Strengths and limitations

This study is the first systematic review accessing the remdesivir, glucocorticoids, and IVIG in treating children and adolescents with COVID-19. The study highlights the current status of evidence, identifies research gaps, and proffers recommendations for developing clinical practice guidelines in treating children and adolescents with COVID-19. However, there are also some limitations: (1) All the studies using remdesivir in treating children were low-quality single-arm cohort studies; thus, its efficacy and safety could not be clearly ascertained. (2) Due to the small sample size in the studies using glucocorticoids as treatment included in the study, the results of meta-analysis may be biased to some extent; however, fortunately, the small sample original research included did not take any weight of the meta-analysis. So, we, therefore, consider that this has little impact on the results of the analysis.
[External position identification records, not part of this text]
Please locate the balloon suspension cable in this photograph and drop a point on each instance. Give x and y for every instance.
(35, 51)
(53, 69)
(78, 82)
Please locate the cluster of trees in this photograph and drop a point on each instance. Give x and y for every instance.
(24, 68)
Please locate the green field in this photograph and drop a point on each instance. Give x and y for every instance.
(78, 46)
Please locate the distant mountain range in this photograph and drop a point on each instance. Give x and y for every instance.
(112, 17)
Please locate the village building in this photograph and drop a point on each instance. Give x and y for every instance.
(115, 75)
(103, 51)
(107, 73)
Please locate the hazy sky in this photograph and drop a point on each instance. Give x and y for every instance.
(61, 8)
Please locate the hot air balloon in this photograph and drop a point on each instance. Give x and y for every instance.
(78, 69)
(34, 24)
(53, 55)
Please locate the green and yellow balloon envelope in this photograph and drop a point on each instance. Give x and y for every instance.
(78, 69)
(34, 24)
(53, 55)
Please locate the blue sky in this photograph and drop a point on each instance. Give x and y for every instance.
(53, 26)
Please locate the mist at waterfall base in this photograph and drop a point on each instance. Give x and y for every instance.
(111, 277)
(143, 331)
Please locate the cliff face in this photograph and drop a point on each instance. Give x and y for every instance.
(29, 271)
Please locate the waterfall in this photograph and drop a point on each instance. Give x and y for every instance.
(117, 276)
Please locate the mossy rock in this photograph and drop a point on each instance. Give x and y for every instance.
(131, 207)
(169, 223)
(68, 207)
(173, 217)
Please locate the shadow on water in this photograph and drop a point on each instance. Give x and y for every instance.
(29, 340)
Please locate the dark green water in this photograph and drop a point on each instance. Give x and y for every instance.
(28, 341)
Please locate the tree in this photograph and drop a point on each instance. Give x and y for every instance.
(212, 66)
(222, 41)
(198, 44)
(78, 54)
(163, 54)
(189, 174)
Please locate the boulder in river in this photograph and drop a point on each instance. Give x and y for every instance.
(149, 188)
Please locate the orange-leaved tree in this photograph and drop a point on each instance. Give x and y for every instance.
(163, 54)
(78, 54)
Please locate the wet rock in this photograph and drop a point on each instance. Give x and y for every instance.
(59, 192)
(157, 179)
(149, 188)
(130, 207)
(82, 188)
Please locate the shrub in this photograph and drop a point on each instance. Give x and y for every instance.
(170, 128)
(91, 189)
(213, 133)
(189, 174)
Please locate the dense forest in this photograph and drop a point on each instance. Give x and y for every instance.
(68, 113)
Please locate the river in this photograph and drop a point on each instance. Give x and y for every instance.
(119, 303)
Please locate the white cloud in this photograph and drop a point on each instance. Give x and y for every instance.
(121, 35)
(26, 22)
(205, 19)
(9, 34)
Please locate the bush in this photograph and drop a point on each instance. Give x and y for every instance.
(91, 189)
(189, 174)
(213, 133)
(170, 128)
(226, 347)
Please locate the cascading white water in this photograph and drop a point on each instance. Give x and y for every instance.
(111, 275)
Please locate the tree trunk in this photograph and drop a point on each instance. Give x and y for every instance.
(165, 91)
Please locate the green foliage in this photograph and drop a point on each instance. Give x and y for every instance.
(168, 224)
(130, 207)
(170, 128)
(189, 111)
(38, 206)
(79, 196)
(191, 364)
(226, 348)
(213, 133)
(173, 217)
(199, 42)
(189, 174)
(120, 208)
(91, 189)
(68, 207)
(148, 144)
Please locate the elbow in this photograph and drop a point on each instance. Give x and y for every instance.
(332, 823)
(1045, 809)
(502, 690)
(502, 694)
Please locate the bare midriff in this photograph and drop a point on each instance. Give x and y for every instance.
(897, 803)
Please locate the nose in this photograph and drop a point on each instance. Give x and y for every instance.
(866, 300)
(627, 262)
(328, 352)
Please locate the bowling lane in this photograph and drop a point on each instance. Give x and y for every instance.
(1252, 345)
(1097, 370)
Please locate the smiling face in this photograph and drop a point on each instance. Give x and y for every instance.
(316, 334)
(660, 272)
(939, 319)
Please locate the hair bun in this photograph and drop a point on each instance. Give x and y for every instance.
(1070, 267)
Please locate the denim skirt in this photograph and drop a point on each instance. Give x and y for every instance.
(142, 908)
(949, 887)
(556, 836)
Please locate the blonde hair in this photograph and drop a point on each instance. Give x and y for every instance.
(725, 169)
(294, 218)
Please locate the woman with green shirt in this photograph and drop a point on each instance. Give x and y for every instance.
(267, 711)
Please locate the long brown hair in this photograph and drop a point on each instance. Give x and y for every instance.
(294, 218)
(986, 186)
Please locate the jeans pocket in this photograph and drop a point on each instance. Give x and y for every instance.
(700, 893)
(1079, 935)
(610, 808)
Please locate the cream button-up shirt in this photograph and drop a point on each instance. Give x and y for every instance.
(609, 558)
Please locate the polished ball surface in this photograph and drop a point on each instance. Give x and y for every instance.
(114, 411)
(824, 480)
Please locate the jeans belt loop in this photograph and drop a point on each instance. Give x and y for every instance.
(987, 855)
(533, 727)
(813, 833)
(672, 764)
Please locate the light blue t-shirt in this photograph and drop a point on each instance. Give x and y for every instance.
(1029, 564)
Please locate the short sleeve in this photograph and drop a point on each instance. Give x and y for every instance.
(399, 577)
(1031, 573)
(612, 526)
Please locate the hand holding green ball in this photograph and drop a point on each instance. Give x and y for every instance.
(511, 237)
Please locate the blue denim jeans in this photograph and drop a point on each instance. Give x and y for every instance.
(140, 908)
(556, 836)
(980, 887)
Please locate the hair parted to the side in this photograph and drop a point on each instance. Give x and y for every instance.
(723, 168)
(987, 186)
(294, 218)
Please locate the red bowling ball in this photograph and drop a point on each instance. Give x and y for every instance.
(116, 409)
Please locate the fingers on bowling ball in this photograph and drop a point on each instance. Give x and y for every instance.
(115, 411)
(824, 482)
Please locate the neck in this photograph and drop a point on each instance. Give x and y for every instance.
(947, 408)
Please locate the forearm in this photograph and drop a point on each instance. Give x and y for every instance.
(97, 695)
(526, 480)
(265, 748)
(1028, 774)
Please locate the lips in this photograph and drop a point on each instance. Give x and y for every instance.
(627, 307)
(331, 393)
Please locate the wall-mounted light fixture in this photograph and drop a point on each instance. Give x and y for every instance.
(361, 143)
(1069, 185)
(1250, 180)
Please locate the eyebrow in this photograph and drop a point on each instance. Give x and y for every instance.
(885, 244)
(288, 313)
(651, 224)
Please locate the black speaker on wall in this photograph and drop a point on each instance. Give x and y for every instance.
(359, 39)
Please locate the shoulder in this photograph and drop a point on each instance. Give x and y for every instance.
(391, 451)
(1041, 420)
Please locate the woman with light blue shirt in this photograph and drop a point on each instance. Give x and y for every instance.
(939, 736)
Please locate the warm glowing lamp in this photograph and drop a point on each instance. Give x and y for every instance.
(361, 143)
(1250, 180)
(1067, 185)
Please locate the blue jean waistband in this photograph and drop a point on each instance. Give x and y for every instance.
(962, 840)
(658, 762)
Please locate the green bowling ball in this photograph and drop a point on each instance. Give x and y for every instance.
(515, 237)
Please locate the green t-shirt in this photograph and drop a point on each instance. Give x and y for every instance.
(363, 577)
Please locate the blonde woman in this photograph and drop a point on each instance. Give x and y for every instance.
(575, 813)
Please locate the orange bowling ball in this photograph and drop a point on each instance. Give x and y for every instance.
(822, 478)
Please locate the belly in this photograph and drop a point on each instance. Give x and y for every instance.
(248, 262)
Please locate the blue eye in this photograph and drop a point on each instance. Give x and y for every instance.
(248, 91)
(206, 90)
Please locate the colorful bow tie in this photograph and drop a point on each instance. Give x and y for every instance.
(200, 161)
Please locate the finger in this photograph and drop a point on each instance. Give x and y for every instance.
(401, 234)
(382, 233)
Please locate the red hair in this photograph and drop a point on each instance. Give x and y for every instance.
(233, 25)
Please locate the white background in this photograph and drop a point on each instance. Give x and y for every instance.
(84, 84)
And (3) quantitative analysis of studies on the treatment of MIS-C by IVIG was not feasible due to the heterogeneity of their outcome indicators.

Further suggestions

Based on the results of this systematic review, we recommend (1) high-quality randomized controlled trials of potentially effective drugs for children with COVID-19 and (2) develop better guidelines based on substantial current evidence, provide a timely guide for clinical workers, and update them in real-time according to the evidence situation.

Conclusion

Overall, the current evidence in the included studies is insignificant and of low quality, which does not adequately demonstrate the effectiveness and safety of using remdesivir, glucocorticoids, and IVIG in treating children and adolescents with COVID-19 or MIS-C. Therefore, it is recommended to conduct high-quality randomized controlled trials to provide substantial evidence for the development of guidelines.